Je comprenais bien le contexte de l’occupation, de l’apartheid [en Cisjordanie], du siège [de Gaza], mais, même si cela pouvait expliquer ce qu’il se passait, cela ne pouvait pas justifier de telles atrocités. Immédiatement après l’attaque, les bombardements israéliens massifs ont commencé et, en quelques semaines, des milliers de civils gazaouis sont morts. Et il n’y avait pas seulement les bombardements. Une rhétorique génocidaire est apparue et a dominé dans les médias, l’opinion publique et la sphère politique : « Nous devons les supprimer [les Palestiniens], ce sont des animaux humains » [Yoav Gallant, ministre de la défense, le 10 octobre 2023] ; « C’est toute une nation qui est responsable » [Isaac Herzog, président d’Israël, le 14 octobre 2023] ; « Nous devrions larguer une bombe nucléaire sur Gaza » [Amichai Eliyahu, ministre du patrimoine, le 5 novembre 2023] ; « C’est la Nakba de Gaza 2023 » [Avi Dichter, ministre de l’agriculture, le 11 novembre 2023, en référence au déplacement forcé et à l’expulsion de 700 000 Palestiniens, pendant la guerre de 1948, après la création d’Israël]. Ces propos étaient tellement choquants que, pour cela non plus, je n’avais pas de mots.

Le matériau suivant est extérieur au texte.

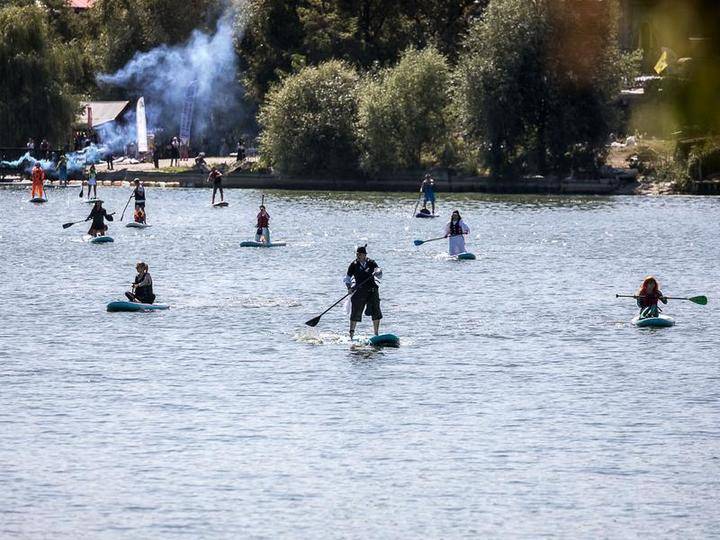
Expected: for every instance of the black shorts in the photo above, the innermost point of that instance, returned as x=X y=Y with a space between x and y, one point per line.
x=370 y=302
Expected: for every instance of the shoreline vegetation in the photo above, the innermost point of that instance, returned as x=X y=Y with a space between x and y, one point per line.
x=490 y=95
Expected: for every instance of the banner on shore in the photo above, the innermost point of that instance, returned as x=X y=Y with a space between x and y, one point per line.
x=188 y=106
x=141 y=125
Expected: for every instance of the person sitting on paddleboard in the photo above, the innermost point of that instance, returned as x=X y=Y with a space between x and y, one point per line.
x=428 y=187
x=38 y=179
x=648 y=296
x=363 y=271
x=142 y=286
x=455 y=230
x=263 y=226
x=98 y=214
x=215 y=177
x=139 y=195
x=92 y=181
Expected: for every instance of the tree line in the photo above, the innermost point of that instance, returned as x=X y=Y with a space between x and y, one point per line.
x=505 y=86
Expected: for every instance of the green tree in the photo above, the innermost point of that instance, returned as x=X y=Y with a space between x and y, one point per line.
x=308 y=121
x=403 y=112
x=536 y=83
x=36 y=68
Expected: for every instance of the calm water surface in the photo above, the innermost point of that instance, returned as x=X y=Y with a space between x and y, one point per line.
x=521 y=403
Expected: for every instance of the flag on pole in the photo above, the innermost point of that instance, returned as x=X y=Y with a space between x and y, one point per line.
x=662 y=63
x=141 y=125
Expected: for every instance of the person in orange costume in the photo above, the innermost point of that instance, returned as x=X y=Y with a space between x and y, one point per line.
x=38 y=179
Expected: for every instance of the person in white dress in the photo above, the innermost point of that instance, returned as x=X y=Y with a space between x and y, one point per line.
x=455 y=229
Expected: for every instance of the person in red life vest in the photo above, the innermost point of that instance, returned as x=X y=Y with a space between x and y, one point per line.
x=648 y=296
x=362 y=279
x=215 y=177
x=38 y=178
x=263 y=226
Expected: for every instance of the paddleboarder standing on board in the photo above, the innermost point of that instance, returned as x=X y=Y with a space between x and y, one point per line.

En janvier, j’ai signé une lettre, avec 50 autres universitaires spécialistes de la Shoah et des études juives, demandant à Yad Vashem [Institut international pour la mémoire de la Shoah, à Jérusalem] de condamner les discours, explicites ou implicites, qui, en Israël, appelaient au génocide à Gaza. Si ce n’est pas quelque chose que nous avons appris de la Shoah, alors qu’avons-nous appris ? Un des premiers textes adoptés par Israël à sa création fut la convention sur le génocide [le 9 décembre 1948]. Dont l’une des clauses précise que le génocide n’est pas uniquement constitué des crimes commis, mais aussi des incitations à les commettre. Et c’était clairement le cas. Yad Vashem a refusé de condamner ces discours.

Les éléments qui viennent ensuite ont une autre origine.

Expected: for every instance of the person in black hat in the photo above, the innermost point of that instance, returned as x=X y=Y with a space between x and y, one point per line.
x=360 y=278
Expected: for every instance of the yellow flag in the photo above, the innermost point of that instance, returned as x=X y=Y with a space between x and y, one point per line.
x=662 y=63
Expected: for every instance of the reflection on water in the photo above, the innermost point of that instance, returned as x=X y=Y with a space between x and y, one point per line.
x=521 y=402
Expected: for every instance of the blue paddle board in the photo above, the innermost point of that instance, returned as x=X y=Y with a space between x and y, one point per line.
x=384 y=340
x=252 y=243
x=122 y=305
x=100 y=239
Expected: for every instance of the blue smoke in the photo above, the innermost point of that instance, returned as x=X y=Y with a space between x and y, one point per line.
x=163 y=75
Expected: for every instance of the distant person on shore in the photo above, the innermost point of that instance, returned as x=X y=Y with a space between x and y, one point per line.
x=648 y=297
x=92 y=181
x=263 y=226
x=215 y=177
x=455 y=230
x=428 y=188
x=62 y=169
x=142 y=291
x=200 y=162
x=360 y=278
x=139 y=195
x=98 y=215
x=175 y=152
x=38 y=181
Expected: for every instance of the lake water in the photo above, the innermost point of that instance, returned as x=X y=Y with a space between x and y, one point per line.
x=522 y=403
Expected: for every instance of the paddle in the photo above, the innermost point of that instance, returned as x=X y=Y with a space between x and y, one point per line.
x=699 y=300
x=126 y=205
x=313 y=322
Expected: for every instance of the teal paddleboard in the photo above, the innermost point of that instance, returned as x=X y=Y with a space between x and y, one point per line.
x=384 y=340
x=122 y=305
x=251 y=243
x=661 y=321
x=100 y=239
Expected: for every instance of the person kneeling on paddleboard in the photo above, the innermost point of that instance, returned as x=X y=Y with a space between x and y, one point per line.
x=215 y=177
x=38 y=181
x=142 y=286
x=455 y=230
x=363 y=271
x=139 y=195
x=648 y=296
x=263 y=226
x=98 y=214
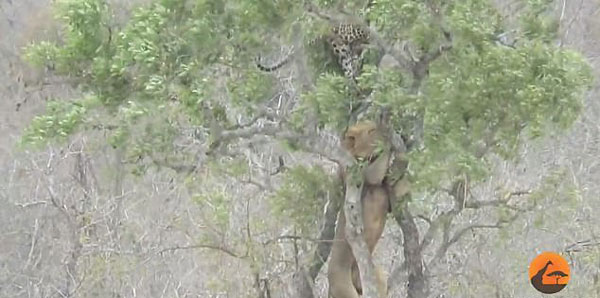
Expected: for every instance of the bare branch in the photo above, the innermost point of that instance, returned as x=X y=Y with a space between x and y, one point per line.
x=200 y=246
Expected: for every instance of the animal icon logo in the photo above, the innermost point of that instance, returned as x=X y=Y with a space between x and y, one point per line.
x=549 y=273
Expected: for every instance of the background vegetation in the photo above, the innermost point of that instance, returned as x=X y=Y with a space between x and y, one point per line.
x=146 y=155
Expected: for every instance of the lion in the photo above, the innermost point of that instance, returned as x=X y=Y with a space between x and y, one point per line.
x=365 y=142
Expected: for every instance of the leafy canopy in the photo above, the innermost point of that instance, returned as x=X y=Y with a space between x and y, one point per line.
x=178 y=64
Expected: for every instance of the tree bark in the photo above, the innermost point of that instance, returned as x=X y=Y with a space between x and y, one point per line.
x=418 y=284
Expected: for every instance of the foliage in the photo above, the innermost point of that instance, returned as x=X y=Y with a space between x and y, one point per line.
x=302 y=195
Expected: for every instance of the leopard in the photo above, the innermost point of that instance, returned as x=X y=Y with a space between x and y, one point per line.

Alors j’ai commencé à écrire, comprenant qu’un immense désastre humain et politique se déployait sous nos yeux. En avril, j’ai écrit, en hébreu : « Oui, c’est un génocide. » Le texte a été traduit en anglais et lu par beaucoup à travers le monde.
Comment en êtes-vous arrivé à cette accusation contre un pays qui, comme vous le rappelez, fut « créé en réponse à la Shoah » ?

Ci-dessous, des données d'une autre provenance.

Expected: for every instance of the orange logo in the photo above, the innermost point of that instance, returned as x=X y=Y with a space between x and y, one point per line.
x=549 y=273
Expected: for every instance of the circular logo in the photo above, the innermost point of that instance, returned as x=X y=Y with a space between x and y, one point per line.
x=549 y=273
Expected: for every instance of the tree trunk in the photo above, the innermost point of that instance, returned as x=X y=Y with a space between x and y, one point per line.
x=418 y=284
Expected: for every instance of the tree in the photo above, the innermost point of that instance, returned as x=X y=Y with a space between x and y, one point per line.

Tout d’abord, je tiens à dire que c’est extrêmement douloureux, car j’accuse ma propre société, je m’accuse moi-même. Je lutte contre l’occupation et l’apartheid depuis des années, et je sais qu’Israël a commis des crimes dans les territoires occupés, mais je n’aurais jamais imaginé que nous puissions atteindre un tel bain de sang et une telle cruauté, même après le 7-Octobre.
Il existe une définition légale du génocide que les Nations unies ont adoptée dans la convention sur le génocide, et, même si je ne suis pas un expert en droit, de nombreux juristes à travers le monde sont convaincus qu’Israël a franchi le seuil du génocide, et je suis d’accord avec eux. En janvier, la Cour internationale de justice [CIJ] a affirmé que l’accusation de génocide était « plausible ». En mars, Francesca Albanese [rapporteuse spéciale des Nations unies pour les territoires occupés] concluait son rapport en indiquant qu’il y avait des fondements raisonnables de penser que le seuil indiquant qu’Israël avait commis un génocide avait été franchi. Plusieurs lettres ouvertes signées par des centaines d’universitaires, dont des juristes, ont émis les mêmes inquiétudes.